Millions of shapes, colors, and ever-changing motion are bombarding our eyes.
This is not an easy task for the brain.
On the other hand, the visual world is constantly changing because of factors. Our eyes, head, and body are frequently in motion and our visual input constantly changes due to blinking.
To get an idea of the shyness of this visual input, place a phone in front of your eyes and record a live video while you are walking around.
Your brain deals with jittery, messy results in every moment of your visual experience.
This can also be seen in the video. The white circle on the right shows potential eye movements, while the blurry blob on the left shows the jumpy visual input.
Seeing doesn't feel like work for us. We don't perceive the fluctuations and visual noise that a video might record.
Our brain creates an illusion of stability. This process has fascinated scientists for centuries and is one of the fundamental questions in vision science.
We discovered a new mechanism that can explain illusory stability.
Over time, the brain smoothes our visual input. We see an average of what we saw in the past 15 seconds instead of analyzing every single snapshot. Our brain tricks us into seeing a stable environment by pulling together objects that are similar to each other.
Living in the past can explain why we don't notice subtle changes over time.
The brain is like a time machine, it keeps sending us back in time. It is like an app that consolidates our visual input every 15 seconds into one impression so that we can handle everyday life.
The world would feel chaotic if our brains were always updating in real time. We felt like we were hallucinating all the time.
We created an illusion to show how the stabilization mechanism works.
It is difficult to notice the full extent of the change in age because the face on the left side ages for 30 seconds in the video. Observers perceive the face to be older than it actually is.
We recruited hundreds of people and asked them to view close-ups of faces morphing chronologically in age in 30-second timelapse videos.
The participants almost always reported the age of the face that was presented 15 seconds before at the end of the video.

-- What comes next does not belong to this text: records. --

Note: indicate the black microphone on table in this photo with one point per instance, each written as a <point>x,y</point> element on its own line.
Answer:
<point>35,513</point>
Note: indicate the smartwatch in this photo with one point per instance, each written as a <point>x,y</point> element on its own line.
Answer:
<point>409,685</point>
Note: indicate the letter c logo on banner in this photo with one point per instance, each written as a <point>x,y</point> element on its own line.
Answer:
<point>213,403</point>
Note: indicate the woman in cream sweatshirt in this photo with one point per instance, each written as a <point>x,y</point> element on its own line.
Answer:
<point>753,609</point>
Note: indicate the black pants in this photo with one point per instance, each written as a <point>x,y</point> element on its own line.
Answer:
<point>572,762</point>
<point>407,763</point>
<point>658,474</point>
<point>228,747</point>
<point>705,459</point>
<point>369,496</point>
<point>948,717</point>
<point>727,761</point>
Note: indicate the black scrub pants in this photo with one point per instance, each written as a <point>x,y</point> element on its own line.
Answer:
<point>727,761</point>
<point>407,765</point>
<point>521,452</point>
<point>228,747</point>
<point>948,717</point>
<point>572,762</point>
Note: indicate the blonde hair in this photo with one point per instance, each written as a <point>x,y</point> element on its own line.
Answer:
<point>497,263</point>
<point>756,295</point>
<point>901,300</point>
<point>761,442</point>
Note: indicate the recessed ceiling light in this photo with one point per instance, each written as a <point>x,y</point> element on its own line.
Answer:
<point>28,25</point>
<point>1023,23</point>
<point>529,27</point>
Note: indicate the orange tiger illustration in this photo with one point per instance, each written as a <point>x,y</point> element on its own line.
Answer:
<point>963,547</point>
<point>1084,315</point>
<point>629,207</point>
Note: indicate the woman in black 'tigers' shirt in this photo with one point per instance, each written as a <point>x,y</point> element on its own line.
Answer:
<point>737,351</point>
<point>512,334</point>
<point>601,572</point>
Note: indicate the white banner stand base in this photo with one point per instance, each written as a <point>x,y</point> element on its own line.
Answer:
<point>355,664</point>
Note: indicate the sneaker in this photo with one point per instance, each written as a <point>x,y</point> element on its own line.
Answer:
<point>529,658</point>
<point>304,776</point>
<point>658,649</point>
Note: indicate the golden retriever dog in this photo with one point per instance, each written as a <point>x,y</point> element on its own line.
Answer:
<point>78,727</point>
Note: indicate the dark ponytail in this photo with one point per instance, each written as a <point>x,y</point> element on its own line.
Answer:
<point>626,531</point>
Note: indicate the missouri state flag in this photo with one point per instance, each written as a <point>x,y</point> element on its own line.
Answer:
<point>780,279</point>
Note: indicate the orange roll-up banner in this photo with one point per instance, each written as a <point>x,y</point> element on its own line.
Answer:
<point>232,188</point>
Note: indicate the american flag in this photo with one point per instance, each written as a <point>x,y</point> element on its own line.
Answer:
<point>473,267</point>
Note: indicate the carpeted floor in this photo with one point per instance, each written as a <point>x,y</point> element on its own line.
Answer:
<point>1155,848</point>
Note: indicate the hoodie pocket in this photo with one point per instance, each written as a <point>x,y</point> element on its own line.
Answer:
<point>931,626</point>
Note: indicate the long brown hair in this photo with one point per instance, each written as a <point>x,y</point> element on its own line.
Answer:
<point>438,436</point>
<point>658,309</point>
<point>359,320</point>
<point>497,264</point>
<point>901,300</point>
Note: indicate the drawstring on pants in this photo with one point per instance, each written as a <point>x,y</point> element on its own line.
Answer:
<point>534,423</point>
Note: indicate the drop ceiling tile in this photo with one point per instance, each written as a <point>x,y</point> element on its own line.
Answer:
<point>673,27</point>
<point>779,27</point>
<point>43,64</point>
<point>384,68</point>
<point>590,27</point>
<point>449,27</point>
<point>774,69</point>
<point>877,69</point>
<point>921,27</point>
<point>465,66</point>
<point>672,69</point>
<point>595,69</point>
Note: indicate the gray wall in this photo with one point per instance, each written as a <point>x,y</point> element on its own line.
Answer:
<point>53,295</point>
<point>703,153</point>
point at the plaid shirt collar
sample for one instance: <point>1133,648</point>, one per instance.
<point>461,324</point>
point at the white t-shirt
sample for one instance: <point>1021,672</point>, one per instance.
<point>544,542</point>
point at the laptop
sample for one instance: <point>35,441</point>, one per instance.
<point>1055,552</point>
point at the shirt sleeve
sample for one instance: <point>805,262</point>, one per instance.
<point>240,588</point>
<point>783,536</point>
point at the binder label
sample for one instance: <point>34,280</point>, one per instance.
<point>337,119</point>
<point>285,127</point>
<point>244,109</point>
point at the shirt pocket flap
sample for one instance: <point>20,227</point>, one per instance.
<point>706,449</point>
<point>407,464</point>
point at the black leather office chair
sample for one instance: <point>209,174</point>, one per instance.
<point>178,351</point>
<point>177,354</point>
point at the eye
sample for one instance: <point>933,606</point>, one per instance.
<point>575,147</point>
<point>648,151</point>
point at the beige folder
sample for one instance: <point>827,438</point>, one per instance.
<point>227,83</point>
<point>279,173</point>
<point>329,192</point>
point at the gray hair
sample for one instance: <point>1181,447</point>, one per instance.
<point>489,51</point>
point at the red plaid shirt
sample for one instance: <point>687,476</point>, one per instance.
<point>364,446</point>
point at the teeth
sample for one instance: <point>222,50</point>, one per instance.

The brain sends us back to the previous 10 to 15 seconds when we watch the video because we are constantly biased towards the past.
Humans see earlier versions of the same image because our brain takes about 15 seconds to refresh. This illusion shows that visual smoothing can help with perception.
Procrastination is what the brain is doing. The brain sticks to the past because it is a good predictor of the present because it is too much work.
Information from the past is more efficient, faster, and less work.
The idea that the brain biases our visual perception towards our past experience is known as continuity fields.
Our visual system can sometimes sacrifice accuracy for the sake of a smooth visual experience. When watching a film, we don't notice subtle changes that occur over time, such as the difference between actors and their stunt doubles.
There are positive and negative implications to our brain when we have a slight lag in processing our visual world. The delay is great for preventing us from feeling bombarded by visual input every day, but it can also be dangerous when absolute precision is needed.
A radiologists sees several related images one after the other when examining hundreds of images. When looking at an X-ray, clinicians are asked to identify any anomalies and classify them.
Researchers found that the decisions of radiologists were based on images they had previously seen, which could have grave consequences for patients.
Our visual system is slow to update, which can make us blind to immediate changes, because it grabs on to our first impression.
Our experience of a stable world is promoted by continuity fields. It is important to remember that the judgments we make every day are not completely based on the present, but on what we have seen in the past.
Mauro Manassi is an assistant professor at the University of Aberdeen and David Whitney is a professor at the University of California, Berkeley.
This article is free to use under a Creative Commons license. The original article is worth a read.